Studying astronomy, one of the facts that becomes apparent is the universality of death. More than anything else, the universe is empty space. Of the parts that have matter, it’s mostly stuff that can’t make planets or anything solid—hydrogen and helium. Of the parts that are made of solid stuff, most are inhospitable hellscapes or deserts dry in ways beyond our normal experience—on Mars, for example, any liquid water dumped on the surface would boil away in an instant, despite being cold enough to snow here on Earth.
This contrasts our normal experience, where rampant life is the norm. Everything decays, and in its own way, “returns to nature.” Anything left alone too long is consumed by decomposers. Abandoned buildings crumble with plants penetrating their hollowed walls. Ivy over time, almost as if by magic, climbs buildings. Dead trees sprout fungi and rot. Dirt left alone springs grass of its own. Passing places undergoing these processes over time, we watch life render much to chaos throughout our lives. It gives life an apparent inevitability, the appearance that nothing will stop its relentless crawl throughout the planet.
This apparent inevitability of life on earth is a visceral part of our experience. Life as we know it thrives so vibrantly that it must be pushed back consistently: lawns mowed, fields plowed, bushes trimmed. It’s difficult to comprehend, if a good portion of your life has been spent pushing back life, that life really isn’t so relentless after all.
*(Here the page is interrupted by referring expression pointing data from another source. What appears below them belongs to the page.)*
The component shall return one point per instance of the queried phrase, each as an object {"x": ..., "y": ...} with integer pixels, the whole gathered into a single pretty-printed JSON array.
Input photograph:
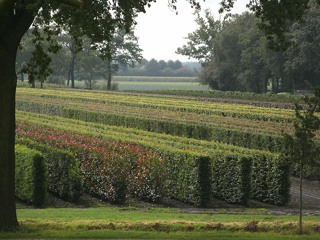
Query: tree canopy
[{"x": 97, "y": 20}]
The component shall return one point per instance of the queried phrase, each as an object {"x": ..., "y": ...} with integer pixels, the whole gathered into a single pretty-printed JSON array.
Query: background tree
[
  {"x": 89, "y": 65},
  {"x": 303, "y": 56},
  {"x": 97, "y": 20},
  {"x": 301, "y": 148},
  {"x": 121, "y": 50},
  {"x": 201, "y": 42}
]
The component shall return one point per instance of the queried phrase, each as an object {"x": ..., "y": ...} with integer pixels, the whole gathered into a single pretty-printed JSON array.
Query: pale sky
[{"x": 161, "y": 31}]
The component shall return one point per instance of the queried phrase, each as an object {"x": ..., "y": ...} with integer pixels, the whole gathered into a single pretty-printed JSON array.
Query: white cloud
[{"x": 161, "y": 31}]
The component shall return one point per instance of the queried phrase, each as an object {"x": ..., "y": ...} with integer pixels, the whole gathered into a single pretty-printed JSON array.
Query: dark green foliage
[
  {"x": 231, "y": 178},
  {"x": 231, "y": 136},
  {"x": 31, "y": 176},
  {"x": 188, "y": 177},
  {"x": 64, "y": 175},
  {"x": 270, "y": 180}
]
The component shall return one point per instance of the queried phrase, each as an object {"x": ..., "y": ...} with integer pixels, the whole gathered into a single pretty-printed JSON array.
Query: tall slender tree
[{"x": 97, "y": 20}]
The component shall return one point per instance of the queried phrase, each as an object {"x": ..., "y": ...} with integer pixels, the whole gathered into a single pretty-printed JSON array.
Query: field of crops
[{"x": 150, "y": 146}]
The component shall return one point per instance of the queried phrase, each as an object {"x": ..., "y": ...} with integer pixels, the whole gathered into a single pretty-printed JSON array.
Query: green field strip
[
  {"x": 149, "y": 139},
  {"x": 162, "y": 114},
  {"x": 175, "y": 104}
]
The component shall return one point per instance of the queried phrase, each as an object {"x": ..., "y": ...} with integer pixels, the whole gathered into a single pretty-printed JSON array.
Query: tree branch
[{"x": 74, "y": 3}]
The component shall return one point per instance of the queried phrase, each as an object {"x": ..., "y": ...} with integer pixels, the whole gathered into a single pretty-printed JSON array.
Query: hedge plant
[{"x": 31, "y": 176}]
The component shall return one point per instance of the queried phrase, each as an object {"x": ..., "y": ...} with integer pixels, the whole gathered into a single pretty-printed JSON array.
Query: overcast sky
[{"x": 161, "y": 31}]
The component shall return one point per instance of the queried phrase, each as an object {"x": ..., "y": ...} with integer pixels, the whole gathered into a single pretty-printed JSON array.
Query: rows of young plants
[
  {"x": 169, "y": 103},
  {"x": 237, "y": 131},
  {"x": 111, "y": 163}
]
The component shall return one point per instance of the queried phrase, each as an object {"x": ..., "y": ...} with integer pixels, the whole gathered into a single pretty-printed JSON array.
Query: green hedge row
[
  {"x": 64, "y": 174},
  {"x": 31, "y": 176},
  {"x": 196, "y": 170},
  {"x": 234, "y": 136}
]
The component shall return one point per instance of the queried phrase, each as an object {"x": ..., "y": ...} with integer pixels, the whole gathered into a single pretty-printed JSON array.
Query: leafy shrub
[
  {"x": 231, "y": 178},
  {"x": 188, "y": 177},
  {"x": 109, "y": 169},
  {"x": 270, "y": 180},
  {"x": 64, "y": 175},
  {"x": 31, "y": 176}
]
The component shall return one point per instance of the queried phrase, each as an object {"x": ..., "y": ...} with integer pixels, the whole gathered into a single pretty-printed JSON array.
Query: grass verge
[{"x": 158, "y": 223}]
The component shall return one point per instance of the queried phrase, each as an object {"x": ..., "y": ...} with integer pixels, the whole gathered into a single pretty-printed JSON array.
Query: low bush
[
  {"x": 64, "y": 174},
  {"x": 31, "y": 176},
  {"x": 109, "y": 169}
]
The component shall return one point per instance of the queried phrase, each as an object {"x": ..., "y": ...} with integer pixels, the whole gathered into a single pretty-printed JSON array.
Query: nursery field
[
  {"x": 242, "y": 124},
  {"x": 118, "y": 146}
]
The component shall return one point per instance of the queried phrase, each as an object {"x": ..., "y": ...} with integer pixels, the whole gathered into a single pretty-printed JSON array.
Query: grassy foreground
[{"x": 158, "y": 223}]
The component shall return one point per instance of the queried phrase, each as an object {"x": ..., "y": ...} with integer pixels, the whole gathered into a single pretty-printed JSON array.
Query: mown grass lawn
[{"x": 158, "y": 223}]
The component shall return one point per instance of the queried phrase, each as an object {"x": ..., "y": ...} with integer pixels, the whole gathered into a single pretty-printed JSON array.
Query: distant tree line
[
  {"x": 154, "y": 67},
  {"x": 236, "y": 55},
  {"x": 77, "y": 58}
]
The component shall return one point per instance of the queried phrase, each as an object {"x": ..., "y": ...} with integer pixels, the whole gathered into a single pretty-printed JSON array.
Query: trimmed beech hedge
[
  {"x": 237, "y": 137},
  {"x": 64, "y": 174},
  {"x": 188, "y": 177},
  {"x": 31, "y": 176},
  {"x": 195, "y": 171},
  {"x": 231, "y": 178},
  {"x": 270, "y": 180}
]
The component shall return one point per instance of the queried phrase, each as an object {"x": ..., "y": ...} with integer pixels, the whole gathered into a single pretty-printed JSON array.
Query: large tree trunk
[
  {"x": 72, "y": 48},
  {"x": 8, "y": 80},
  {"x": 13, "y": 25},
  {"x": 109, "y": 75}
]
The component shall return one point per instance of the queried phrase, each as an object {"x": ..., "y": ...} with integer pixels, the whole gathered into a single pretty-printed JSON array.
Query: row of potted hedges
[
  {"x": 64, "y": 175},
  {"x": 191, "y": 176},
  {"x": 234, "y": 136},
  {"x": 31, "y": 176},
  {"x": 109, "y": 169}
]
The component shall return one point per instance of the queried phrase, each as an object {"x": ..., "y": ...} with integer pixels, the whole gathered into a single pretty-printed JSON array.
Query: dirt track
[{"x": 310, "y": 193}]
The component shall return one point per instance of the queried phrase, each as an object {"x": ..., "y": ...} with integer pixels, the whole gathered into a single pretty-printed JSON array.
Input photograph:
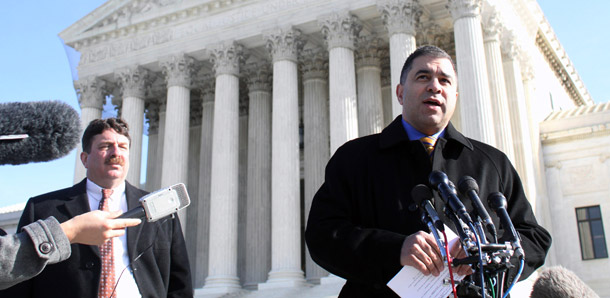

But most of the universe is not that way. When you realize death is the norm, it becomes apparent how singular Earth is. This is the only place in the universe we know of where life can thrive. Likely, there is life elsewhere, but of completely different forms and adaptations. This is likely the only place in the universe where this life can thrive: the plants, animals, bacteria, and fungi that human existence depends on.
“Mars,” some cry out, “we’ll move to Mars.” Not only does liquid water boil there at below freezing temperatures, the soil is a toxic rust powder and the atmosphere is little but a thin veil of carbon dioxide without gravitational and magnetic fields strong enough to retain it. The idea we can just show up, make an ocean, and have a barbecue in no time is applying this old idea that life is relentless to Mars—an idea that only works on Earth.
To the astronomer, the changes we’ve made to the climate could revert Earth toward normalcy—toward being completely inhospitable, like everything else in the universe. It’s not so much that we change the climate with every ounce of effort—rather, it’s that we disturb a delicate balance that makes Earth no longer exceptional, an exceptionality that we depend on for survival.
When this terror sets in, it becomes clear that climate change is the only issue that matters in the long run. No matter what you’re fighting for, it won’t matter what rights you have when there’s no one left to have them.